Decomposition of reductive regular prehomogeneous vector spaces

TL;DR

This paper introduces the concept of quasi-irreducible prehomogeneous vector spaces (PV) and demonstrates that any regular PV can be decomposed into these Q-irreducible components, providing a new structural understanding.

Contribution

It defines quasi-irreducible PVs, proves their intrinsic nature in completely Q-reducible PVs, and classifies Q-irreducible PVs of parabolic type.

Findings

Q-irreducible PVs are intrinsically defined.

Any regular PV decomposes into Q-irreducible PVs.

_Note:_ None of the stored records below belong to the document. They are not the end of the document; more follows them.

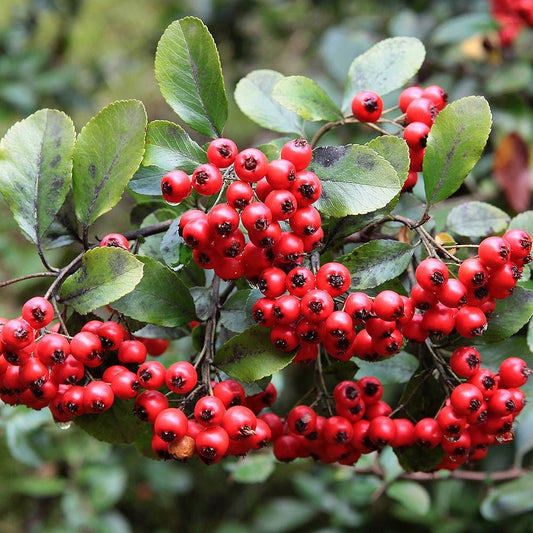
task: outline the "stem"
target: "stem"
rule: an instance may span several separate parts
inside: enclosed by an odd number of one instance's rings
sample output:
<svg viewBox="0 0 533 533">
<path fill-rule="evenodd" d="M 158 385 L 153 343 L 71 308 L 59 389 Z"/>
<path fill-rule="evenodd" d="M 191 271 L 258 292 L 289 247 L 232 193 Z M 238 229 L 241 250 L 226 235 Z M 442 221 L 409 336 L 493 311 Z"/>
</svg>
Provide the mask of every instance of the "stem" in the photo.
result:
<svg viewBox="0 0 533 533">
<path fill-rule="evenodd" d="M 373 122 L 365 122 L 364 124 L 366 124 L 368 127 L 372 128 L 373 130 L 379 131 L 379 133 L 381 133 L 382 135 L 391 135 L 391 133 L 389 131 L 384 130 L 383 128 L 380 128 L 379 126 L 377 126 Z"/>
<path fill-rule="evenodd" d="M 158 222 L 157 224 L 152 224 L 151 226 L 146 226 L 144 228 L 138 228 L 131 231 L 126 231 L 122 235 L 128 239 L 128 241 L 133 241 L 138 237 L 149 237 L 150 235 L 156 235 L 157 233 L 163 233 L 170 228 L 170 225 L 174 222 L 173 218 L 164 220 L 163 222 Z"/>
<path fill-rule="evenodd" d="M 59 270 L 53 266 L 50 265 L 50 263 L 47 261 L 46 257 L 44 256 L 44 252 L 41 246 L 41 242 L 39 239 L 37 239 L 37 253 L 39 254 L 39 257 L 41 259 L 41 263 L 43 264 L 44 268 L 50 272 L 58 272 Z"/>
<path fill-rule="evenodd" d="M 329 404 L 328 388 L 326 387 L 326 382 L 324 381 L 324 374 L 322 373 L 322 350 L 321 349 L 319 349 L 318 357 L 316 358 L 315 373 L 316 373 L 316 378 L 317 378 L 318 385 L 320 388 L 320 392 L 322 394 L 322 397 L 325 400 L 328 414 L 329 416 L 333 416 L 333 410 L 331 409 L 331 405 Z"/>
<path fill-rule="evenodd" d="M 54 297 L 58 287 L 61 285 L 63 280 L 71 273 L 72 270 L 78 265 L 78 263 L 81 261 L 81 258 L 85 254 L 85 250 L 78 254 L 66 267 L 62 268 L 57 276 L 57 278 L 54 280 L 52 285 L 48 287 L 48 290 L 46 291 L 46 294 L 44 295 L 44 298 L 46 300 L 50 300 L 50 298 Z"/>
<path fill-rule="evenodd" d="M 431 345 L 431 341 L 429 339 L 426 339 L 426 347 L 431 354 L 431 357 L 433 359 L 433 364 L 435 365 L 435 368 L 437 369 L 438 373 L 440 374 L 442 384 L 444 388 L 446 389 L 446 393 L 448 397 L 452 393 L 452 387 L 450 386 L 450 377 L 446 373 L 446 369 L 444 368 L 443 361 L 439 354 L 433 349 L 433 346 Z"/>
<path fill-rule="evenodd" d="M 358 122 L 357 120 L 354 120 L 354 121 Z M 311 148 L 314 148 L 316 144 L 318 143 L 318 141 L 321 139 L 321 137 L 325 135 L 329 130 L 332 130 L 344 124 L 350 124 L 354 121 L 348 121 L 347 118 L 342 118 L 341 120 L 336 120 L 334 122 L 327 122 L 313 136 L 313 139 L 310 142 Z"/>
<path fill-rule="evenodd" d="M 36 272 L 35 274 L 26 274 L 25 276 L 20 276 L 18 278 L 9 279 L 0 283 L 0 289 L 2 287 L 7 287 L 8 285 L 13 285 L 19 281 L 25 281 L 27 279 L 33 278 L 55 278 L 57 274 L 55 272 Z"/>
</svg>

Classification of Q-irreducible PVs of parabolic type.

Abstract

Let (G,V) be a regular prehomogeneous vector space (abbreviated to PV), where G is a connected reductive algebraic group over C. If $V= \oplus_{i=0}^{n}V_{i}$ is a decomposition of V into irreducible representations, then, in general, the PV's $(G,V_{i})$ are no longer regular. In this paper we introduce the notion of quasi-irreducible PV (abbreviated to Q-irreducible), and show first that for completely Q-reducible PV's, the Q-isotopic components are intrinsically defined, as in ordinary representation theory. We also show that, in an appropriate sense, any regular PV is a direct sum of quasi-irreducible PV's. Finally we classify the quasi-irreducible PV's of parabolic type.